The present study combines the advantages of P(VDF-TrFE) and sustainable lignocellulose. This ecofriendly separator material is prepared by combining the virtue of electrospinning and dip coating technique.This is a collaborative work, which is jointly carried out between Mahatma Gandhi University, Kottayam, Kerala, India and Institut Jean Lamour, University of Lorraine, Nancy France. In this work PEO/LIGC coated dimpled electrospun P(VDF-TrFE) nanofibrous separators were prepared by electrospinning technology and studied the the influence of PEO/LIGC coating on electrolyte uptake and electrochemical performance of electrospun P(VDF-TrFE) separator.

From this work, it is evident that the PEO/LIGC coating enhances the electrochemical performance of electrospun P(VDF-TrFE).  The electrolyte uptake of ecofriendly LIGC coated sample is ~ 440%, which is 647% higher than that of commercial Celgard separator. PEO/LIGC coated membrane shows ~ 86% porosity, which is 226% higher than that of the Celgard separator.
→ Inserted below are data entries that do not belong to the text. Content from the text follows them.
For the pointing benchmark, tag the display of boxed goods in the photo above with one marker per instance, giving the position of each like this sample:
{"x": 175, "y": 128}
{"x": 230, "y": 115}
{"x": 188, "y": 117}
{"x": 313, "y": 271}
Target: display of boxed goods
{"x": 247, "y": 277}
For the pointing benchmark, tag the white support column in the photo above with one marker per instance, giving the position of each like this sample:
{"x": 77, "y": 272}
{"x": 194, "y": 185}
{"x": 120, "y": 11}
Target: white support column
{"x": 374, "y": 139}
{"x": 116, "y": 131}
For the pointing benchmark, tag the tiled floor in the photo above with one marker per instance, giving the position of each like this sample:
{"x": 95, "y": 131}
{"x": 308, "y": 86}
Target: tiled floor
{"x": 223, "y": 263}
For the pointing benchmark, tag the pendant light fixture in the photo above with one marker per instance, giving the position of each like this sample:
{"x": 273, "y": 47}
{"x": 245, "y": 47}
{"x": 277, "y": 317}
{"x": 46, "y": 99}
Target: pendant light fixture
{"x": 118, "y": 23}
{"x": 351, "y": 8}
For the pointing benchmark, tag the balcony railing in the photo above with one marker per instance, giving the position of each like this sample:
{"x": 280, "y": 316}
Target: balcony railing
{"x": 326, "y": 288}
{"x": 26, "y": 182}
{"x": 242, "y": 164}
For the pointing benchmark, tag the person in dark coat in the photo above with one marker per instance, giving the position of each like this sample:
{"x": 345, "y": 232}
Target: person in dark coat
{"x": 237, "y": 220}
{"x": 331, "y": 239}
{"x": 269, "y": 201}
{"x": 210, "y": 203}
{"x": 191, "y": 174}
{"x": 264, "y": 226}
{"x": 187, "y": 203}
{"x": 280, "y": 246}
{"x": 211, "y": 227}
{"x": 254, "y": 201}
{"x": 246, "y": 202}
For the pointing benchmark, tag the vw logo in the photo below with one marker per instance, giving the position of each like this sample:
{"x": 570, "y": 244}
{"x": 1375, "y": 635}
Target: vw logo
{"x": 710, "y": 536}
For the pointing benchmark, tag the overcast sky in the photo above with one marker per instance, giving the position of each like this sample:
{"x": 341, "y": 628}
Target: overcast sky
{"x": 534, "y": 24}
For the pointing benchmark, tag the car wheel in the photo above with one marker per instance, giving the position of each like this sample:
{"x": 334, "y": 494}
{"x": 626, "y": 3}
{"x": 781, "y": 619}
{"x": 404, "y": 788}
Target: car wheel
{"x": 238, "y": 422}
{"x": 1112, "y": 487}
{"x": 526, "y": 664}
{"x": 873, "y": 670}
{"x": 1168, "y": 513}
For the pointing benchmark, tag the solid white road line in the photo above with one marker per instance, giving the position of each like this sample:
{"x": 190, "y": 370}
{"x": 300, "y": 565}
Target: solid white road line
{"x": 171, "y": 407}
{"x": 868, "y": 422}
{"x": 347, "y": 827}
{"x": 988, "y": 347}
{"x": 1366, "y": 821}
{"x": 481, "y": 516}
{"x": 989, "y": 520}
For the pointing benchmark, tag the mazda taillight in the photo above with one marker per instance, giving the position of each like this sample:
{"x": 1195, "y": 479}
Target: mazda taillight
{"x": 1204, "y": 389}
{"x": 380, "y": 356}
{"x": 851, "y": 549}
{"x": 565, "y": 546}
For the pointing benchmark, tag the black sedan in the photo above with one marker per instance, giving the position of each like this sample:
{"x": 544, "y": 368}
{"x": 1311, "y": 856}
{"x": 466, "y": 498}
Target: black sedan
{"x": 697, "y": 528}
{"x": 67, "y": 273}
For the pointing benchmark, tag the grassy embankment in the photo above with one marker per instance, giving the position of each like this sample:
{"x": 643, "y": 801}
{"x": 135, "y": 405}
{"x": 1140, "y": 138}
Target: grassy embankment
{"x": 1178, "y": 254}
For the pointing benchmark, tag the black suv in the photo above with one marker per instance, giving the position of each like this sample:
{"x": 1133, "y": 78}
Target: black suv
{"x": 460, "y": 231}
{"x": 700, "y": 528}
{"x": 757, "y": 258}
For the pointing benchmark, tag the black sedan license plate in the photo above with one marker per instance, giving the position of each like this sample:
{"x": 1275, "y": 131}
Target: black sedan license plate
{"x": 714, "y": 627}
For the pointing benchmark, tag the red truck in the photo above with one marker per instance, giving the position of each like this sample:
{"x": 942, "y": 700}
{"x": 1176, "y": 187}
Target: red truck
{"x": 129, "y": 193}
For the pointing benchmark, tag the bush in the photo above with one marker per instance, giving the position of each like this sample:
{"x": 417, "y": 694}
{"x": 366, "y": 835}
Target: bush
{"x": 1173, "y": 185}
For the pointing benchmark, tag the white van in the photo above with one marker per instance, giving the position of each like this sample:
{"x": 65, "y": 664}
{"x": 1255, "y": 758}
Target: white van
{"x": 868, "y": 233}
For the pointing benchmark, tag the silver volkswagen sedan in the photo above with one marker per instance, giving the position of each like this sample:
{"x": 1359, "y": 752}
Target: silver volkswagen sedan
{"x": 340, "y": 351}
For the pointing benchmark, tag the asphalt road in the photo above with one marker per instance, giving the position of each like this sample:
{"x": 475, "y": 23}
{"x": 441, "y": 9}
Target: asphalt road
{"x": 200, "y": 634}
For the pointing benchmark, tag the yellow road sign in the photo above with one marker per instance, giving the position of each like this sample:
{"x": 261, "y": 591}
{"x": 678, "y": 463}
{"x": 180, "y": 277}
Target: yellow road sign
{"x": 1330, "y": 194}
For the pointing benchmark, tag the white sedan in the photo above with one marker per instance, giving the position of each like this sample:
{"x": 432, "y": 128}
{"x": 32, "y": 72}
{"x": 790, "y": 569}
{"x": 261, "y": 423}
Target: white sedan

Ionic conductivity studies show that dip coated P(VDF-TrFE) exhibits a conductivity 7.04 x 10-3 S cm-1.using the prepared  PEO/LIGC coated P(VDF-TrFE) separator, a 2320 type coin cell (Li/Separator/LiFePO4) were  fabricated and the electrochemical performance of the cell is superior to that of a Celgard 2320 separator.

A sustainable material such as lignocellulose has a remarkable potential to enhance the overall battery performance, which can be observed from the increased electrolyte uptake and ionic conductivity.

This study opens up new horizons for sustainable enhancement of lithium-ion batteries in the near future.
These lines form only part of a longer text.